'Tutuklamalar, sindirme aracına dönüştü!'

Eğitim Sen Merkez Kadın Sekreteri Sakine Esen Yılmaz, gözaltı ve tutuklamaların, hükümetle aynı görüşü paylaşmayan bütün muhalif kesimler üzerinde bir sindirme aracına dönüştüğünü söyledi.

cumhuriyet.com.tr

Yılmaz, yaptığı yazılı açıklamada, 13 Şubat'ta aralarında KESK Kadın Sekreteri Canan Çalağan, KESK eski Kadın Sekreteri Songül Morsümbül, SES Merkez Kadın Sekreteri Bedriye Yorgun ve Tüm Bel Sen Merkez Kadın Sekreteri Güler Elveren'in de bulunduğu toplam 15 kadın üye ve yöneticinin evlerine yapılan polis baskınıyla gözaltına alındığını hatırlattı.

-"KADINLARIN YÜRÜTTÜKLERİ MÜCADELEYİ EZMEK İSTİYORLAR"-

Yılmaz, gözaltı ve tutuklamaların, Türkiye'nin en fazla kadın üyeye sahip olan ve kadınların en yüksek oranda temsil edildikleri KESK'in ve bağlı sendikaların kadın sekreterlerine yönelmesinin, "kadınların emeklerine, bedenlerine, kimliklerine sahip çıkmak için yürüttükleri mücadeleyi ezme emeli" dışında hiçbir gerekçesi olamayacağını bildirdi. AKP iktidarının, kendi öngördüğü sınırların dışında kalan kadınlara tahammül edemediğini kaydeden Yılmaz, Banu Güven ve Ece Temelkuran'dan sonra Nuray Mert'in de işine son verilmesinin bunun en açık göstergesi olduğunu ifade etti.

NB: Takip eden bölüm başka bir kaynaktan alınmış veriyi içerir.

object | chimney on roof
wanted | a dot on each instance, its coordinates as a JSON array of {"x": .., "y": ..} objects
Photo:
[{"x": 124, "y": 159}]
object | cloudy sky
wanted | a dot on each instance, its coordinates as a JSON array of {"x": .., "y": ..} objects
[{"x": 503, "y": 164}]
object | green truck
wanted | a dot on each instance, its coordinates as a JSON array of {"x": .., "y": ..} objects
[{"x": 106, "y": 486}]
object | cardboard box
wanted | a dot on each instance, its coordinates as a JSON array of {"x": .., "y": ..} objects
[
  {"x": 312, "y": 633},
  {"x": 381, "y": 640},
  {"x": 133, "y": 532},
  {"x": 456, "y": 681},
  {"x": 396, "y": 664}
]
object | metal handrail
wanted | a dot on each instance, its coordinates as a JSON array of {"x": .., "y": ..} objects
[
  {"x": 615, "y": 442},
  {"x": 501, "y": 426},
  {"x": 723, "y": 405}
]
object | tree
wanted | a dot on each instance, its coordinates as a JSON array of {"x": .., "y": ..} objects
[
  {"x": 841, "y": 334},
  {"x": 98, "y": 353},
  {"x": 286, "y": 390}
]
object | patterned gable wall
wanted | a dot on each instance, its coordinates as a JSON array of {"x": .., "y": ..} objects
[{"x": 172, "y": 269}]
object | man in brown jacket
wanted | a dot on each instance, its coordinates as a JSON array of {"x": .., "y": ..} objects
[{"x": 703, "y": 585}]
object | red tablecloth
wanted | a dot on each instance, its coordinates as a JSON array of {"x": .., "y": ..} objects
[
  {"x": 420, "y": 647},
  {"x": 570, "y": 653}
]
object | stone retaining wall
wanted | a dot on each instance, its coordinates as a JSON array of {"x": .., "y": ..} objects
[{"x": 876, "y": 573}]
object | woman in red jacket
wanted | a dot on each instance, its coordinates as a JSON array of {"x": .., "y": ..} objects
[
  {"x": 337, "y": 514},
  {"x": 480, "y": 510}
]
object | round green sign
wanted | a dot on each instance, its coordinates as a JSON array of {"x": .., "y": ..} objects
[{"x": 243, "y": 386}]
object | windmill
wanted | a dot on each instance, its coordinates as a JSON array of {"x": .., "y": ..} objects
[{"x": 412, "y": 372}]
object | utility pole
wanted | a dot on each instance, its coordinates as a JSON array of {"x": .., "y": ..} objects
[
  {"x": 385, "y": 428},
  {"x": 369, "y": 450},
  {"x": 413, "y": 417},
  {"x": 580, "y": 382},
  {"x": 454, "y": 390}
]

Gözaltıların 8 Mart öncesine denk gelmesinin manidar olduğunu dile getiren Yılmaz, şöyle devam etti:
"KESK Kadın Meclisi'nin aldığı, 8 Mart'ın resmi tatil ilan edilmesi için hizmet üretmeyerek alanlara çıkma; Aile ve Sosyal Politikalar Bakanlığı'nın kaldırılarak Kadın ve Eşitlik Bakanlığı'nın kurulması için çalışma yürütme; yapılan tüm yasa ve düzenlemelerin kadın bakış açısından değerlendirilip teşhir edilmesi, geniş katılımlı bir kadın grubuyla Uludere Roboski'ye, kadınların acılarını paylaşmak için gitme gibi kararlara hükümetin verdiği karşılık, 15 KESK'li kadının gözaltına alınması olmuştur.
Hakikati dile getirmekten bir an olsun vazgeçmeden yürüttüğümüz mücadelemizde; şiddete karşı barışın sesini yükseltmekten, kadınlar için eşitlik ve özgürlük istemekten, emekçilerin haklarına sahip çıkmaktan ve eşit, özgür, demokratik bir Türkiye talebini ifade etmekten asla vazgeçmeyeceğiz.
Türkiye tutuklu sayılarının en yüksek olduğu ülkelerin başında gelmektedir. Yalnızca son 3 günde 300'e yakın insanımız türlü bahanelerle gözaltına alınmıştır. Öte yandan MİT mensupları için özel yasa çıkarılması için canhıraş bir çaba harcanmaktadır. AKP iktidarının 'ileri' demokrasisinin bir yalandan ibaret olduğunu göstermektedir.
Yargılanıyoruz; çünkü grevli toplu sözleşmeli sendika hakkı istedik, 1 Mart savaş teskeresine geçit vermedik, esnek kuralsız çalışma düzenine karşı güvenceli iş güvenceli gelecek istedik, parasız sağlık parasız eğitim istedik, halkların kardeşliğini istedik, kadına yönelik her türlü ayrımcılık ve şiddete karşı çıktık, özel yetkili mahkemelerin kaldırılması için mücadele yürüttük, TMK'nın kaldırılmasını talep ettik."